Hacker News new | ask | show | jobs
by yorwba 827 days ago
Works for:

Bitext mining: Given a sentence in one language, find its translation in a collection of sentences in another language using the cosine similarity of embeddings.

Classification: identify the kind of text you're dealing with using logistic regression on the embeddings.

Clustering: group similar texts together using k-means clustering on the embeddings.

Pair Classification: determine whether two texts are paraphrases of each other by using a binary threshold on the cosine similarity of the embeddings.

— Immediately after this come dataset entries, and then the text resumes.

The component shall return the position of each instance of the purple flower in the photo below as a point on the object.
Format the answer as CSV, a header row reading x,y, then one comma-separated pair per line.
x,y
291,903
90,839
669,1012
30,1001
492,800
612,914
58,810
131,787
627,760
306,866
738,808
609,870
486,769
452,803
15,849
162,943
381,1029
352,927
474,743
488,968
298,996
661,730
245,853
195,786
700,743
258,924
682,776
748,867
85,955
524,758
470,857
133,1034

Reranking: given a query and a list of potential results, sort relevant results ahead of irrelevant ones by sorting according to the cosine similarity of embeddings.

Etc etc.

These are MTEB benchmark tasks https://arxiv.org/pdf/2210.07316.pdf . If you have no need for something like that, good for you, you don't need to care how well embeddings work for these tasks.

1 comments

Easy there, Firthmiester. I'm familiar with the canon. If getting some desirable behavior in your application is good enough for you then feel free to ignore what I'm saying.
Embeddings and vector stores wouldn't have taken off in the way that they did if they didn't actually work.
They've taken off because they have utility in information retrieval systems. They work for getting info into Google (Stanford) Knowledge Panels. I don't think it really goes any further than that. They are most useful to the few orgs that went from dominating NLP research to controlling it outright by convincing everyone scale is the only way forward and owning scale. Alternatives to word embeddings aren't even considered or discussed. They are assumed as a starting point for pretty much all work in NLP today even though they are as uninteresting today as they were when word2vec was published in 2013. They do not and will not work for language.